Michael, who was an active Marine from 1983 to 1987, eventually took the kids back and embarked on a new mission: to play both mom and dad in his children’s day-to-day lives, and then make the long journeys to Tijuana to see his wife who lived in solitude, yearning to return. After four years of this, Michael was diagnosed with a serious illness.

Emma recalls that, sitting by the lighthouse in Playas de Tijuana, she felt an enormous sadness because of everything that was going on. It was then that Yolanda Varona, lead advocate for deported mothers, convinced Emma to tell her story to Pastor Guillermo Navarrete, who had been celebrating a mass at this border location for over 10 years.

In 2010, their discussion gave birth to the idea of Emma and Michael getting married. They were the first couple to be married less than six feet away from the U.S. border, to send a message by the border fence, says Emma.

“For the world to know that a border and a wall and the United States’ immigration policy could not defeat the love that binds us together; for the authorities to know that their punishment which, as was my case, is not just for the individual, because it tortures the whole family, ended up bringing us together, not pushing us apart, and this injustice will now have to be known by legislators.”

Six more years of banishment went by. The couple could not get Emma’s return to San Diego approved, even with the aid of attorneys. They would have to refile after the full 10-year penalty. And even then, there would be hoops to jump through, test to be redone, documents to be corrected.

Finally, on Nov. 23 of this year, immigration authorities told Emma that everything was approved and ready, and all she needed to do now to be able to enter the U.S. once again was to wait for her passport to arrive in the mail.

A week went by, and the passport had not arrived, and Emma’s attorney said the words that have had her “pacing around clicking her heels, dreaming, anxious, making plans,” that her passport and Visa should arrive between Tuesday and Friday, at the latest.

“In a way, I’ve already left,” Emma told La Prensa San Diego as she was sorting what to keep and what to get rid of.

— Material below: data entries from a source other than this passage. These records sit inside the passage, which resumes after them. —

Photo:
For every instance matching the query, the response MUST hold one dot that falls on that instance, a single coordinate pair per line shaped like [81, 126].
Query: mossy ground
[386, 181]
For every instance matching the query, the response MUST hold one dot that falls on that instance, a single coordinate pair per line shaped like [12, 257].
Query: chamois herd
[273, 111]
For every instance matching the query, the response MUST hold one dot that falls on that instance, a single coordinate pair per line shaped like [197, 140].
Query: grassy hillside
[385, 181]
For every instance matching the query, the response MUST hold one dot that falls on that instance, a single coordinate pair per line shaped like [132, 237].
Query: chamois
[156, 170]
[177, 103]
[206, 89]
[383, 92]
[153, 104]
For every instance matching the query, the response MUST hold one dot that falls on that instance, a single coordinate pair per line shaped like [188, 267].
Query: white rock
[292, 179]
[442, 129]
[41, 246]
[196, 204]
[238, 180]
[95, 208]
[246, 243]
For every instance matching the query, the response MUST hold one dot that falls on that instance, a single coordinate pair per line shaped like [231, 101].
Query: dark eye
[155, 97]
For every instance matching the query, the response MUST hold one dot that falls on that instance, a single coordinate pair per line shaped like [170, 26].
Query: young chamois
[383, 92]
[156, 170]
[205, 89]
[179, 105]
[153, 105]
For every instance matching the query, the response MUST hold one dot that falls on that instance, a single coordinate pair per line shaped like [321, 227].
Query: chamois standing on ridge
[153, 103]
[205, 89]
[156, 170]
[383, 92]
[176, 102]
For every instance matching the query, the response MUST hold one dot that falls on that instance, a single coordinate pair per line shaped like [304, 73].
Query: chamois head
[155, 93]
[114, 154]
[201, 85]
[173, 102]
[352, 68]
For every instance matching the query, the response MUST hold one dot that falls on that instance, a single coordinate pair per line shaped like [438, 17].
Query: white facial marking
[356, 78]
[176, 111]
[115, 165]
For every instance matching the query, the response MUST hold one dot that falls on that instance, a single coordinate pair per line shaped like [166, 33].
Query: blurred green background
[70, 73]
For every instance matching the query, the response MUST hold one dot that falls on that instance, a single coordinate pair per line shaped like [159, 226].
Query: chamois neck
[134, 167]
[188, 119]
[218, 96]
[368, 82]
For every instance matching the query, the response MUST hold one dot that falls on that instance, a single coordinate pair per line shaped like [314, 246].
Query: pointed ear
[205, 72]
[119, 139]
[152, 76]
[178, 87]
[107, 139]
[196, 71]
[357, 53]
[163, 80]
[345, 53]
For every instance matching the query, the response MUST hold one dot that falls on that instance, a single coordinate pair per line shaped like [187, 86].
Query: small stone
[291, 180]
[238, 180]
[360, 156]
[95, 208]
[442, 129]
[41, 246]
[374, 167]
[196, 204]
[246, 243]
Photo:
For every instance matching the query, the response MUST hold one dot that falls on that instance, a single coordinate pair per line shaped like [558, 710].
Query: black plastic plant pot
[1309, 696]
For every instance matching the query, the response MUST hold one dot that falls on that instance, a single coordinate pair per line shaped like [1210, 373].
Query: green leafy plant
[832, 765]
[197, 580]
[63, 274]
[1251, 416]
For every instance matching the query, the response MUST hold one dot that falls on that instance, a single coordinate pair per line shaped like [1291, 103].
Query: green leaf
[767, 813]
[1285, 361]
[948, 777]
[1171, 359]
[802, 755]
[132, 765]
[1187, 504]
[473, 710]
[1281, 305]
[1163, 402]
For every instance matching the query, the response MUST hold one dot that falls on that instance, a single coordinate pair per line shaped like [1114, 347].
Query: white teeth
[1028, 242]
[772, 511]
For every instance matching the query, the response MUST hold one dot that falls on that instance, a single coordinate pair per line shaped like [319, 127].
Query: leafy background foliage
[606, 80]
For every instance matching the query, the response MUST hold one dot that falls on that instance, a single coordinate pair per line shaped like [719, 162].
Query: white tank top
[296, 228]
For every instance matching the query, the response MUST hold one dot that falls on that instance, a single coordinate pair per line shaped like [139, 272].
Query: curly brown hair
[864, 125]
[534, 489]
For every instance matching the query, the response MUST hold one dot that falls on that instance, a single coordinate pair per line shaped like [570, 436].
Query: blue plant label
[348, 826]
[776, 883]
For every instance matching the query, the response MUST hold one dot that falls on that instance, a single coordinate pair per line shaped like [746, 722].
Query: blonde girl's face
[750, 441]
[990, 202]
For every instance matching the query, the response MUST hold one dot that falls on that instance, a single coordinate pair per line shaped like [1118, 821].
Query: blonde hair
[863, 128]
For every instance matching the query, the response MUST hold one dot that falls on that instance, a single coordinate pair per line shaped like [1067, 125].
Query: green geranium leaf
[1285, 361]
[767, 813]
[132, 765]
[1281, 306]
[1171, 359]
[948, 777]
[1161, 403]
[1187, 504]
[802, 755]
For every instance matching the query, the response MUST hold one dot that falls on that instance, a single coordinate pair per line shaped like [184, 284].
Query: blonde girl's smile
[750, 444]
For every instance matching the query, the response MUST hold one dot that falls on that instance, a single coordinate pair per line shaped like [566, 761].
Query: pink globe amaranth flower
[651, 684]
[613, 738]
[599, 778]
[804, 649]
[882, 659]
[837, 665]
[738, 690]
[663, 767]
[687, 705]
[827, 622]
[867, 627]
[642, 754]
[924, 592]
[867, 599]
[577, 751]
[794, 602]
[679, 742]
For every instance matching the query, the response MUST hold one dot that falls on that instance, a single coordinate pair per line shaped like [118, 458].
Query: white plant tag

Her plan to make up for lost time begins with going back to the same places and doing the same things with her husband, and especially with her children, all of them award and scholarship recipients for their exceptional academic performance.

Now, twelve-and-a-half years later, “my eldest son, Michael Alexander Paulsen, has an Excellence Award signed by President Barack Obama, and was Student of the Year two consecutive years; Ryan Maximillian Paulsen is in the Air Force; and the youngest, Brannon Liam Paulsen, wants to be a musician.

Back when the U.S. government told Emma she could not return to the U.S., her children were five, two, and seven months old. Today they are 17, 15, and 12, respectively.